As he did so often during the campaign he recalled returning from school and listening to his mother on the phone trying to organize other school nurses into a union. He said his father was blacklisted by the insurance industry when he tried to organize his fellow co-workers at John Hancock.

“I want you to know that because my parents believed as I do that unions are a good thing,” Malloy said. “That when people ban together and organize to protect themselves they can right what is wrong, and when they are divided and fail to do so then you understand how I feel. Let me say this as clearly as I can, I believe in the union movement and the right to organize and to bargain.”

As he made these remarks about the labor movement Malloy was drowned out by the crowd which was on its feet hooting and hollering for the governor as his speech reached a crescendo around the halfway point.

Lori Pelletier, secretary treasurer of the Connecticut AFL-CIO, said the Malloy administration was always respectful of unions and collective bargaining rights. She said she would have liked to see him increase taxes on the wealthy and corporations more, but he “didn’t throw the baby out with the bathwater.“

As for ratification of the $1.6 billion concession package, which will have to be approved by 14 of the 15 unions and 80 percent of those voting on changes to the State Employees Bargaining Agent Coalition agreement, “democracy is messy.”

Asked about whether the rank-and-file members would approve it, Pelletier said it’s a difficult process and there are lots of emotions involved, but some of the online comments regarding the proposal come from a “vocal minority.”

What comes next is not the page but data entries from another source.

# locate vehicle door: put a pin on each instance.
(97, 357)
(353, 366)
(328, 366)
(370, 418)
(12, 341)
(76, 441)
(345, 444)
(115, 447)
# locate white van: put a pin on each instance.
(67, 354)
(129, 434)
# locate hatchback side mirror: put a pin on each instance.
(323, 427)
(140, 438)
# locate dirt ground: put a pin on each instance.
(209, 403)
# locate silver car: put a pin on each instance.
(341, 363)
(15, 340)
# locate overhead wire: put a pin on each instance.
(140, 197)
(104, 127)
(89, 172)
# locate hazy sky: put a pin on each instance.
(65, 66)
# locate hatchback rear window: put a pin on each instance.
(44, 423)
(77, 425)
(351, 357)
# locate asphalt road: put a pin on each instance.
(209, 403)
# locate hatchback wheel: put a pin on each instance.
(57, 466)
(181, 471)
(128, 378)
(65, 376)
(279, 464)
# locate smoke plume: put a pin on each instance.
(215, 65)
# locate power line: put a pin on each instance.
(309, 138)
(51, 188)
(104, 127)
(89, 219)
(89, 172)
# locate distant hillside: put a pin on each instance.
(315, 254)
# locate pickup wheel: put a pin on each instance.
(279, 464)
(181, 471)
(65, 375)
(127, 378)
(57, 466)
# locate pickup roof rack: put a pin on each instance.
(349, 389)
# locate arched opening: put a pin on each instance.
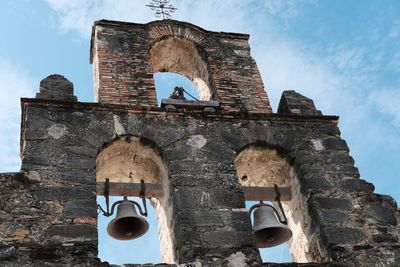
(128, 160)
(259, 166)
(182, 56)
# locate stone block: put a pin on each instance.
(65, 193)
(72, 233)
(382, 212)
(80, 209)
(342, 236)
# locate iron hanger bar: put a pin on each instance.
(155, 190)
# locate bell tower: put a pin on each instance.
(198, 161)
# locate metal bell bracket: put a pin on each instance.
(277, 199)
(109, 213)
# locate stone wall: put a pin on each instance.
(48, 210)
(349, 224)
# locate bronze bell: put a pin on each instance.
(267, 228)
(127, 224)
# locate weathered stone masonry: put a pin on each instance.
(48, 210)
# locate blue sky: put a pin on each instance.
(345, 55)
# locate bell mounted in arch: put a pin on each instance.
(270, 230)
(127, 224)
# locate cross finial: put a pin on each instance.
(162, 8)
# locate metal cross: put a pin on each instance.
(162, 8)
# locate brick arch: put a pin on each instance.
(263, 165)
(183, 56)
(159, 30)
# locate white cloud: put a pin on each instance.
(14, 84)
(388, 102)
(338, 82)
(78, 16)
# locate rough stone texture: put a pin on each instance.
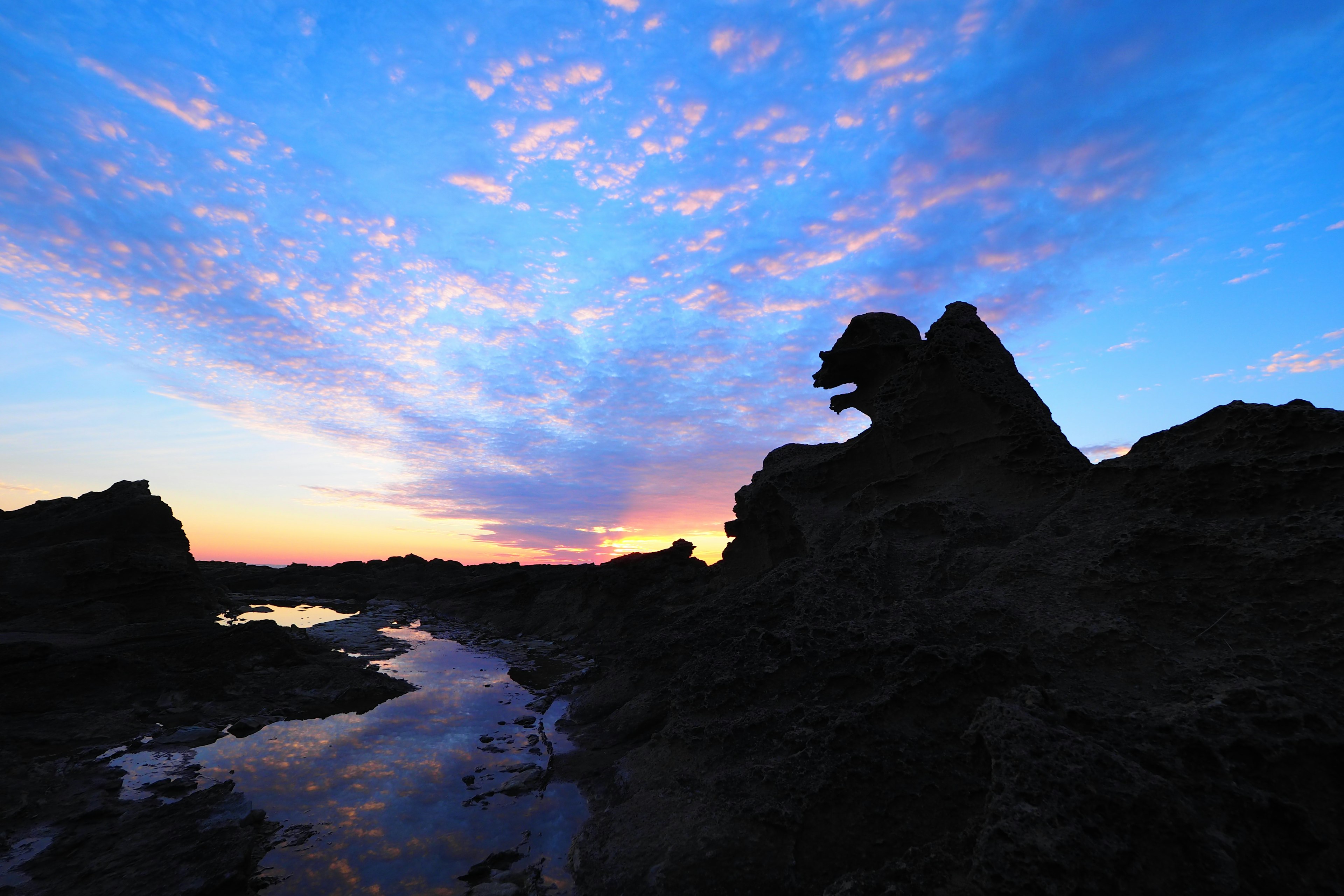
(956, 430)
(949, 656)
(97, 562)
(107, 637)
(952, 657)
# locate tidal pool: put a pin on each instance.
(303, 616)
(377, 803)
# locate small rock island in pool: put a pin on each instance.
(947, 656)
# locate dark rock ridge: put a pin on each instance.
(956, 429)
(108, 639)
(97, 562)
(949, 656)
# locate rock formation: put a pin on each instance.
(959, 440)
(949, 656)
(108, 639)
(99, 562)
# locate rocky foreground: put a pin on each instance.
(948, 656)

Roy Occhiogrosso, Malloy’s senior communications adviser, said the Democratic party is like a big family that sometimes fights amongst itself, but always defends itself when others try to attack it.

Malloy believes the rank-and-file will ratify the agreement, but that may not happen for another three weeks if the voting takes as long as it did in 2009. Meanwhile, Malloy will be forced to find another $400 million in spending cuts in order to close the gap without using the close to $1 billion in surplus built into the $40.11 billion budget over the next two years. Those cuts have not yet been proposed and will likely require legislative approval.